Their albums honor a wide variety of genres, including pop and rock, techno, country, and rap, and a wide variety of groups, such as System of a Down, Bruce Springsteen, Led Zeppelin, Coldplay, Adele, Lady Gaga, Radiohead, Red Hot Chili Peppers, Green Day, Paramore, Muse, Linkin Park, Avenged Sevenfold and many more. Their discography includes 261 albums.


And at this week's number three is our usual Japanese number. This time here's a see/listen to a lady who is probably Japan's most famous female singer in history, Misora Hibari! Misora Hibari was a singer, actress and TV star.

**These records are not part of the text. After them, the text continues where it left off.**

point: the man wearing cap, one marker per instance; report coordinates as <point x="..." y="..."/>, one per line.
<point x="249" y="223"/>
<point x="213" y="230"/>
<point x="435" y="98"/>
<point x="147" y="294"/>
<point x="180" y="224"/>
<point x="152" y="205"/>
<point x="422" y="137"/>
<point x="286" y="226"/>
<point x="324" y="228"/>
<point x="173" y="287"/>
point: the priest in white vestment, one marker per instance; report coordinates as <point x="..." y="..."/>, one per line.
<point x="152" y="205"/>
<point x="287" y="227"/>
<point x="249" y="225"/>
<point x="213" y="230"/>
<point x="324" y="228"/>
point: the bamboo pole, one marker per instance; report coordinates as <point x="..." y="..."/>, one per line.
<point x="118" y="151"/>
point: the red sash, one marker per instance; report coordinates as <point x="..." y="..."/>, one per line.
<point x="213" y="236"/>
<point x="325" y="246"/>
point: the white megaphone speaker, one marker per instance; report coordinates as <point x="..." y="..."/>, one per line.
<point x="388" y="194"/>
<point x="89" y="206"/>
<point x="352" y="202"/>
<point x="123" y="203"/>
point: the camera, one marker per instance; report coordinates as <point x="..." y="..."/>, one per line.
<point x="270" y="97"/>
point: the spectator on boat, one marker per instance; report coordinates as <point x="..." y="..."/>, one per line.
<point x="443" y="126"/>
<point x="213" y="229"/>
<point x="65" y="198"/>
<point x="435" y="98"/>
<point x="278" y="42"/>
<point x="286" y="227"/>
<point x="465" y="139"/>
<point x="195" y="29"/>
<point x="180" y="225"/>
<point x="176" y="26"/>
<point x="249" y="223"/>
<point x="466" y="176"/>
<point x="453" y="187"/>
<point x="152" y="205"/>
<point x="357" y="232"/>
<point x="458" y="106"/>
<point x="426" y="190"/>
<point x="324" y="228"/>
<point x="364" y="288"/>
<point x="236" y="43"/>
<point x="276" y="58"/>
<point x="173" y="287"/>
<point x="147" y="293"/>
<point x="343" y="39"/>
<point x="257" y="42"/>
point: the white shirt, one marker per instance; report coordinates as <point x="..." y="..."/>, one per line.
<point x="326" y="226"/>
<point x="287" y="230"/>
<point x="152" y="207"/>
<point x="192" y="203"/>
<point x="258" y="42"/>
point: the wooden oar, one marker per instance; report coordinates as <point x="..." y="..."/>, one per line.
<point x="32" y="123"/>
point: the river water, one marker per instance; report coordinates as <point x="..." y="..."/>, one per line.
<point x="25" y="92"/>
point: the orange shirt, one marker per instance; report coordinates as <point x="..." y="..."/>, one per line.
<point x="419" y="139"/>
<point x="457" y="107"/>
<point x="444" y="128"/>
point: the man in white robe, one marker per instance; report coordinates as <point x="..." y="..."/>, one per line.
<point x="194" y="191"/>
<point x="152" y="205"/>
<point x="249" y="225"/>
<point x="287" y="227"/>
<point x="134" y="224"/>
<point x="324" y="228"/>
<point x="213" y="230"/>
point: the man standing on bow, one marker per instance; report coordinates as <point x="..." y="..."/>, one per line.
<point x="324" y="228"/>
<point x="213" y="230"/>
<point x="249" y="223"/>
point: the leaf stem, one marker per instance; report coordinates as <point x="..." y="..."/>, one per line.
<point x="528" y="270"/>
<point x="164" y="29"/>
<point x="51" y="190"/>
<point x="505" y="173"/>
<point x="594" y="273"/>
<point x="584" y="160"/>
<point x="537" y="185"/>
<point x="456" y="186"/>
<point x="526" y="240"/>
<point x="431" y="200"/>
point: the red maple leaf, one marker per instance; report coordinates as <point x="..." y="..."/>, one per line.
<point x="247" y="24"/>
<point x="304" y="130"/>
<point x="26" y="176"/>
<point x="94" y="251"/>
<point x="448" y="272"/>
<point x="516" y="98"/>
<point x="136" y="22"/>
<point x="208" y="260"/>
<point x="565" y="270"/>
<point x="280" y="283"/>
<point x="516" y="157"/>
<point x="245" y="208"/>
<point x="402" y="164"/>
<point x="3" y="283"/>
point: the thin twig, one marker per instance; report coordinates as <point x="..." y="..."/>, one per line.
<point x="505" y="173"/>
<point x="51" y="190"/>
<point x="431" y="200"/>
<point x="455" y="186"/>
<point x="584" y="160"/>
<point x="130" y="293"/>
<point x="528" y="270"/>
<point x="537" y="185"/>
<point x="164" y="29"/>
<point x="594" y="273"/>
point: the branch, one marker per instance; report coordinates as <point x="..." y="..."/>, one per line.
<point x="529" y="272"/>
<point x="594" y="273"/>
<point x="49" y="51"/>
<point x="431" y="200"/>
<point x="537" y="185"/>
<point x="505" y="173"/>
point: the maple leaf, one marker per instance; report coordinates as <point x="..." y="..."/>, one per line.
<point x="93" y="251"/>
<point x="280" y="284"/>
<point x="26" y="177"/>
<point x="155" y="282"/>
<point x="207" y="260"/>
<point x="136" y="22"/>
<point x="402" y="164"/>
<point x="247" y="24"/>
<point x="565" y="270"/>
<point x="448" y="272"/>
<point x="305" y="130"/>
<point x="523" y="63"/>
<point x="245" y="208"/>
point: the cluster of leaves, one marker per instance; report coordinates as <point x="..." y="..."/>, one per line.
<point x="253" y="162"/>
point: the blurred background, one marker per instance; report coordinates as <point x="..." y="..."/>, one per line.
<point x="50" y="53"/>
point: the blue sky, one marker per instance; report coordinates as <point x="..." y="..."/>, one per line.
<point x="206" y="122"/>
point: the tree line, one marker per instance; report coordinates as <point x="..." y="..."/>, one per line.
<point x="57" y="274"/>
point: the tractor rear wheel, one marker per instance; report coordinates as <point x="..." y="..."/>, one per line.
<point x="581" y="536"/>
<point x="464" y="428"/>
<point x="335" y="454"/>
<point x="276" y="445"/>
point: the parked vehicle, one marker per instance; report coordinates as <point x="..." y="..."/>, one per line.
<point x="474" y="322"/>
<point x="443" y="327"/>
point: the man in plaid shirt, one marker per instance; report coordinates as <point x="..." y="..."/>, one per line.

She is the definitive Japanese star for the post-war years.


Misora Hibari is so famous she even has an English Wikipedia page!

Hibari Misora was a Japanese enka singer, actress and cultural icon. She received a Medal of Honor for her contributions to music and for improving the welfare of the public, and was the first woman to receive the People's Honour Award which was conferred posthumously for giving the public hope and encouragement after World War II.

Misora recorded 1,200 songs, and sold 68 million records. After she died consumer demand for her recordings grew significantly and by 2001 she had sold more than 80 million records. Her male contemporary was Michiya Mihashi and although he was more popular as a singer, Misora's movie career made her more popular with the general public. Her swan-song "Kawa no Nagare no Yō ni"  is often performed by numerous artists and orchestras as a tribute to her, including notable renditions by The Three Tenors (Spanish/Italian), Teresa Teng (Taiwanese), and Mariachi Vargas de Tecalitlan (Mexican).

Each year there is a special on Japanese television and radio featuring her songs. A memorial concert for Misora will be held at the Tokyo Dome on November 11, 2012.


OK, so that's probably not that cool and strange, but I think it is very interesting.... You say you want strange? Oh, you got it. Here's Country Punk musician Jon Wayne and the song is called Texas Funeral... Yes, that's the way the song is supposed to sound. Jon Wayne always sounds like he didn't practice; is drunk; and is hellaciously hilarious!


You're kidding me! Jon Wayne even has a Wikipedia page?????

Jon Wayne was the name of a cowpunk, alt-country band in Los Angeles in the 1980s, made up of pseudonymous session musicians who decided to form a more underground band as a diversion. Their song, "Texas Funeral", appeared in Robert Rodriguez's film "From Dusk Till Dawn" as well as the song "I've Got Texas" in the film "American Strays".In 2010 the Texas Funeral LP was reissued by Third Man Records, which is a label owned by Jack White of The White Stripes.

Finally, here's something for the whole family. It is a classic sixties electronica album by Jean Jacques Perrey and Gershon Kingsley; better know as Perrey Kingsley. Here is the wonderful song, "One Note Samba."




The musical duo Perrey and Kingsley are pioneers in the field of electronic music. Before their collaboration, starting in 1965, electronic music was considered to be purely avant-garde. They were among the first to create electronic music for the general public.

The best thing about these guys is that when the Beatles hit the states and everyone and his sister were making music that sounded like the Beatles, Perrey and Kingsley were doing their own thing! Cool!

Well that's it for this week! See you next weekend!

1 comment:

Mister Manfred Mann said...

Awesome! Perrey's version of Little Spanish Flea was a fine tribute to Herb Alpert and the Tijuana Brass! I had no idea that stuff was being made back in '65!
And the Bardot song? Crappy - BUT the music... again... I had no idea? I mean Pink Floyd was experimenting with electronica (in Pompeii) but I had NO idea it was so far along in '68!
The Texas Funeral song was brilliant, too. It takes some skill to make music that sounds drunk, but Jon Wayne did it! It's like Jackie Chan in Drunken Master... there's skill involved in doing moves that appear to be counter to what you are used to... uh, Jon... he wasn't really a drunk musician, was he?